Vor einer Amputation würde ich mir auf jeden Fall irgendwo nochmal eine Zweit- oder Drittmeinung holen. Amputieren kann man dann immer noch.
Ich kann dich sehr gut verstehen. Meine Hündin hat vor 2 Jahren hinten ein bisschen gelahmt. Wer sie nicht gekannt hat, dem ist gar nichts aufgefallen.
Ich wollte es aber abklären und bin in die Tierklinik. Dort hieß es, ganz klar Kreuzbandriss und ich habe einen OP-Termin bekommen. Als ich den Hund nach der OP abholen wollte, erklärte mir der Chirurg, er hätte gar nicht operiert sondern nur eine Arthroskopie gemacht. Es wäre doch kein Kreuzbandriss, sondern ein Schaden am Knorpel.
Ich habe einen Therapieplan bekommen, um mit einer PRP-Methode (Eigenblutbehandlung) den Knorpel wieder aufzubauen.
Bereits vor der ersten Behandlung ging es Coco plötzlich ganz mies mit hohem Fieber und sie nutzte das Bein überhaupt nicht mehr.
In der Klinik wurde herumtherapiert, die PRP-Methode trotzdem mehrmals durchgeführt. Coco ging es gut, aber das Bein wurde überhaupt nicht mehr benutzt.
Es wurde immer wieder auf Entzündungen untersucht, aber da war (scheinbar) nichts.
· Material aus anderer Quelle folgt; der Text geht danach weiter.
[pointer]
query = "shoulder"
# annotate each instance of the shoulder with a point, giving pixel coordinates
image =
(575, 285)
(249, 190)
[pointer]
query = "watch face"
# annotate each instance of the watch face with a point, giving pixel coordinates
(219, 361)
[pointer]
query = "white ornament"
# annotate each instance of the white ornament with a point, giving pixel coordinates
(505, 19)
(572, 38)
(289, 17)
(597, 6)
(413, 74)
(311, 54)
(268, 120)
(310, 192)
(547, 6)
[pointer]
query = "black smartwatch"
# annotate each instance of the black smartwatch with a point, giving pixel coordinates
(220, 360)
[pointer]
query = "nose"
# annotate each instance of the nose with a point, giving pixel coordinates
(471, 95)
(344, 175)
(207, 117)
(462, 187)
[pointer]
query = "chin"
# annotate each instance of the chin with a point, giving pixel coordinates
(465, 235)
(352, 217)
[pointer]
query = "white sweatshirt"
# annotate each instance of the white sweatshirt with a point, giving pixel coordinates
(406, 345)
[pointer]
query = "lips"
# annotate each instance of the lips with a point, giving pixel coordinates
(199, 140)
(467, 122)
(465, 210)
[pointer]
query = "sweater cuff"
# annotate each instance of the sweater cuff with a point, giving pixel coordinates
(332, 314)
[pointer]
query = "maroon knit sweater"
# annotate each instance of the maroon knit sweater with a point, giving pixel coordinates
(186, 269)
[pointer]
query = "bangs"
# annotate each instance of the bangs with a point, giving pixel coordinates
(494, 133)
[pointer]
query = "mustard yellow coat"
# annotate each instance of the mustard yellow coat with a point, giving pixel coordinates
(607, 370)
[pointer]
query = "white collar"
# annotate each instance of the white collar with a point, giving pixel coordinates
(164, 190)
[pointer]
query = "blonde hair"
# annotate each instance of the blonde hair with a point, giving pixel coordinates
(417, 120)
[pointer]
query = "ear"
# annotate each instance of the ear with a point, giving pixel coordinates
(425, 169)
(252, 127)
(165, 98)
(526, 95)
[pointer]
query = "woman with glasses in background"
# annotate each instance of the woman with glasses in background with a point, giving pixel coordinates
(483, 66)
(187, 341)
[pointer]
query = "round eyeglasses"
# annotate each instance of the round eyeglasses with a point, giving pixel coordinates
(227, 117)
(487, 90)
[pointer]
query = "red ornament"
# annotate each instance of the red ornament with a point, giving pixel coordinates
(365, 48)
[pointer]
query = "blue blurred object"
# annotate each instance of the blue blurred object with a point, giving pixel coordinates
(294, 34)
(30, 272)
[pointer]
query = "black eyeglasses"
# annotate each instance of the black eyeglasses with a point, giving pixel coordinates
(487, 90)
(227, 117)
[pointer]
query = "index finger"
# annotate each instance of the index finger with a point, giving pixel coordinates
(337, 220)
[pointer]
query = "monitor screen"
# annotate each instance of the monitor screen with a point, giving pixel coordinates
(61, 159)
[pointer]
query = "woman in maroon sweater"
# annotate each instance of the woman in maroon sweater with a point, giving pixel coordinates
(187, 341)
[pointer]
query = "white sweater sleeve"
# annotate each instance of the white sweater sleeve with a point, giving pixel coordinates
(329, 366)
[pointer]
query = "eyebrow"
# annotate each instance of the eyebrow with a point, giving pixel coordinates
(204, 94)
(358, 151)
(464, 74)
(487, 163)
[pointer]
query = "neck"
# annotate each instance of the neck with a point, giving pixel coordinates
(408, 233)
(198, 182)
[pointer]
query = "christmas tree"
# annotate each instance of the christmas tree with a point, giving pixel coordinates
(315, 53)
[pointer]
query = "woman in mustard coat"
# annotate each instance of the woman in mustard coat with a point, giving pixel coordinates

Nach 2 Monaten, in denen mein ansonsten gesunder Hund nur auf drei Beinen gehüpft ist und die Klinik ratlos war, habe ich mir auch überlegt, ob ich einfach amputieren lasse. Schlimmer kann es ohne Bein ja nicht sein, als wenn es nutzlos herumhängt und nur Schmerzen verursacht.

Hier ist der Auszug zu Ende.